Member of Karnataka Legislative Assembly
- In office 2018–2023
- Preceded by: M.P. Ravindra
- Succeeded by: Latha Mallikarjun
- Constituency: Harapanahalli
- In office 2008–2013
- Preceded by: P. T. Parameshwar Naik
- Succeeded by: M.P. Ravindra
- Constituency: Harapanahalli

Member of Parliament Lok Sabha
- In office 2004–2008
- Preceded by: Kolur Basavanagoud
- Succeeded by: J. Shantha
- Constituency: Bellary

Personal details
- Born: 10 April 1962 (age 64) Bellary, Karnataka, India
- Citizenship: India
- Party: Bharatiya Janata Party
- Spouse: G. Vanaja
- Parent(s): G. Chenga Reddy and G. Rukmanamma
- Alma mater: Veerashaiva College
- Occupation: Social Worker, Businessperson

= G. Karunakara Reddy =

Indian politician (born 1962)

G. Karunakara Reddy (born 10 April 1962) is an Indian politician from the state of Karnataka, who is the member of the Karnataka Legislative Assembly from Harapanahalli assembly constituency. He was made Revenue Minister in B.S Yeddyurappa Cabinet. He was previously a member of the 14th Lok Sabha from the Bellary constituency as a member of the Bharatiya Janata Party.

==Karnataka Politics==
In the 2008 assembly elections, he contested against Congress leader and former deputy chief minister of Karnataka M.P. Prakash from Harpanahalli constituency in Davanagere District and won by a margin of over 25218 votes.

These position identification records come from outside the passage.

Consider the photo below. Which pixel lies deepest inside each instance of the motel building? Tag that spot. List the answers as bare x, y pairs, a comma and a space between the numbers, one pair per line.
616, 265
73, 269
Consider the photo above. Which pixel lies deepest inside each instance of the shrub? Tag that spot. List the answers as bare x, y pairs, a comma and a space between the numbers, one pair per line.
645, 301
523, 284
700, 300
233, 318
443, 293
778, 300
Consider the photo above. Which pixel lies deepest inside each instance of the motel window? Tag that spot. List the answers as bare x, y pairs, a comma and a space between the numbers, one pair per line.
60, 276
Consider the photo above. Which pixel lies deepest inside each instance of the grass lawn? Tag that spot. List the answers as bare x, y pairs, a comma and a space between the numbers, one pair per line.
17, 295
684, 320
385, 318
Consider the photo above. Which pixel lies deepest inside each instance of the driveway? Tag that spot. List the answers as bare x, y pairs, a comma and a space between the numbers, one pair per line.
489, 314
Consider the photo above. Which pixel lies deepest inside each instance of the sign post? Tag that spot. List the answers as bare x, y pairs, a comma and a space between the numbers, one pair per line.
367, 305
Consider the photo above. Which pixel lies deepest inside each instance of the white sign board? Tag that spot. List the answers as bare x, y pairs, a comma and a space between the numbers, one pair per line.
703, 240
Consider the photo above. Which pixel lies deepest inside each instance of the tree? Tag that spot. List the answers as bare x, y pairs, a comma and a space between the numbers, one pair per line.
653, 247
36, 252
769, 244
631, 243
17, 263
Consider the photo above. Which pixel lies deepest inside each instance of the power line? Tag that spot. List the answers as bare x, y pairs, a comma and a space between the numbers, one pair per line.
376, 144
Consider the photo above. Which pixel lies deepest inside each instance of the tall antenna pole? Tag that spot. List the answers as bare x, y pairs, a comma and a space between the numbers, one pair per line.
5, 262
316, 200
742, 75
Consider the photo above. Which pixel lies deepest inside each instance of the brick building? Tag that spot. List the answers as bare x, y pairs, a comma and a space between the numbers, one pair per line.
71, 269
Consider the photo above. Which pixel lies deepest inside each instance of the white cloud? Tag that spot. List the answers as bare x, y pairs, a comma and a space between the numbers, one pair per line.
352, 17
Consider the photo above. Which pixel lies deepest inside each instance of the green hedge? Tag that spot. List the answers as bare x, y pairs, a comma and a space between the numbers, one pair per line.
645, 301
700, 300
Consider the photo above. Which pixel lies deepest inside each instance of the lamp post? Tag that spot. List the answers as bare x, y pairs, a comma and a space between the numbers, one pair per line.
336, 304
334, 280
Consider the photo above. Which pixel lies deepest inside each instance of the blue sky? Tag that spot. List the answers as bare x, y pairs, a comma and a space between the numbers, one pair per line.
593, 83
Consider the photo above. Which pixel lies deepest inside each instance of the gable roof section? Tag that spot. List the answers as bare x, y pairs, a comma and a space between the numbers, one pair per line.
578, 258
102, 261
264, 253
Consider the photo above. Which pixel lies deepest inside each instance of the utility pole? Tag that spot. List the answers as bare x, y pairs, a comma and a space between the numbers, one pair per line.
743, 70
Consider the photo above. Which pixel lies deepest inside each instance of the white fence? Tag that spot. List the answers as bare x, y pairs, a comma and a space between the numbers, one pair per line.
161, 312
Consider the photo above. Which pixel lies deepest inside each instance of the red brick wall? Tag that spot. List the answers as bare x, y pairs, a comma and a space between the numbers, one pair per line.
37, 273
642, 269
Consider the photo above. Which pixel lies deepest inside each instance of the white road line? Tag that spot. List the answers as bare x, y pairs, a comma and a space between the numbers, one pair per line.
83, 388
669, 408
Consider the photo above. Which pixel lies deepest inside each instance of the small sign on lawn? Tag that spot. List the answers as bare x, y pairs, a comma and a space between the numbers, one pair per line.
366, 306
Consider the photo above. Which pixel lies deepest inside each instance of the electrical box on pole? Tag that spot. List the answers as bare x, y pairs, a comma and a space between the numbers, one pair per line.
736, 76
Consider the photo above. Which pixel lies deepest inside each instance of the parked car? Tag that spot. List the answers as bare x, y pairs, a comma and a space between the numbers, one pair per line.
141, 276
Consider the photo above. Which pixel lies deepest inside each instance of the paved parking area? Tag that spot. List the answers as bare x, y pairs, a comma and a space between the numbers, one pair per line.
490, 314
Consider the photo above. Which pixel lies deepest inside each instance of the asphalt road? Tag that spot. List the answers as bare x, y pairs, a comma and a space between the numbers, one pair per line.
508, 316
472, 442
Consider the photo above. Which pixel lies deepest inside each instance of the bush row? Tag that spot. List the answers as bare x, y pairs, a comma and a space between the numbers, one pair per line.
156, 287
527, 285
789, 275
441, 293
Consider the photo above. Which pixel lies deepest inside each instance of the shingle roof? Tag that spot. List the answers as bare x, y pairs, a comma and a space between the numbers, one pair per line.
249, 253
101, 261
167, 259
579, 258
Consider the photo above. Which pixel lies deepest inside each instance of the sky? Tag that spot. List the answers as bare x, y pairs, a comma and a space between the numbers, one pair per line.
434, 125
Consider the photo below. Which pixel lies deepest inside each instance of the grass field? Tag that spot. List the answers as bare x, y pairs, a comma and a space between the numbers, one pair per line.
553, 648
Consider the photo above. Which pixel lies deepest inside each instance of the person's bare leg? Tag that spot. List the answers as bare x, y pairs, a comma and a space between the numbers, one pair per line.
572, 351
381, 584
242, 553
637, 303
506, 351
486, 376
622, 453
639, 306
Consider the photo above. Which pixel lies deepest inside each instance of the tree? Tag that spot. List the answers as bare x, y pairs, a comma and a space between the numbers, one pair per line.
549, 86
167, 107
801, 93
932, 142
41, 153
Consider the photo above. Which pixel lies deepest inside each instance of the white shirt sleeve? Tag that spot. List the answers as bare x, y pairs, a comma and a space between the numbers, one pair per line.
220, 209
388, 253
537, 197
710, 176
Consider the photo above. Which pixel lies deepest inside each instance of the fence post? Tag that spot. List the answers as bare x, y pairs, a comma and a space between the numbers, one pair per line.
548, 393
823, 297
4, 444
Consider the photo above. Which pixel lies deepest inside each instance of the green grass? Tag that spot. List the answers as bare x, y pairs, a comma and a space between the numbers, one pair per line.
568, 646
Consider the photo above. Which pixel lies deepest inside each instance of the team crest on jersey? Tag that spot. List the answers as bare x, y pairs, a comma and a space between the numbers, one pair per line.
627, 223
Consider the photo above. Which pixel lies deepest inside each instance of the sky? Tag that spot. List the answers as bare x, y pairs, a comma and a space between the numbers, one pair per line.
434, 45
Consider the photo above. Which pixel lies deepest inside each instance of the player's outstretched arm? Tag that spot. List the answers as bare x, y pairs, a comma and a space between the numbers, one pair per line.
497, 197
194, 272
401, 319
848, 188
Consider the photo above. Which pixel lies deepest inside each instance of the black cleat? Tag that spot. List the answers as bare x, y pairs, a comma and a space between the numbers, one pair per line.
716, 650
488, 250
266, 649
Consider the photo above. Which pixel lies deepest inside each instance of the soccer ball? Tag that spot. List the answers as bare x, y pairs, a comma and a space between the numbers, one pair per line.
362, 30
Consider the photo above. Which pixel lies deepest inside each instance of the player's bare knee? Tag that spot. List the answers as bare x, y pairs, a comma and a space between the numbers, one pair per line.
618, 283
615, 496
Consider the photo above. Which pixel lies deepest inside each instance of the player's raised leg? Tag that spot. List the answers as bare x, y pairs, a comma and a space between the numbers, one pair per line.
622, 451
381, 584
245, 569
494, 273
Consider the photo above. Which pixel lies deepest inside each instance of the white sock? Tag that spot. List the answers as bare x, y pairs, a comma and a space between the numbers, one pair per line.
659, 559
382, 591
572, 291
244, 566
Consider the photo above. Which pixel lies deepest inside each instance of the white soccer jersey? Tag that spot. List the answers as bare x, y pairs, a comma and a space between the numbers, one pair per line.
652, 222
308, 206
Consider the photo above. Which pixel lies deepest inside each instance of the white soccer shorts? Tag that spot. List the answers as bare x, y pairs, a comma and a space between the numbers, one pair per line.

He and his younger brother G. Janardhana Reddy, a MLC from Bellary, were subsequently made ministers in the BJP government led by B. S. Yeddyurappa, when the latter needed the support of a section of MLAs loyal to the Reddy brothers.

After D. V. Sadananda Gowda of the BJP took over as CM from Yeddyurappa following the Lokayukta report on illegal mining in 2011, subsequently, Yeddyurappa broke away from the BJP to form the Karnataka Janata Paksha (KJP) and later rejoined BJP in 2014.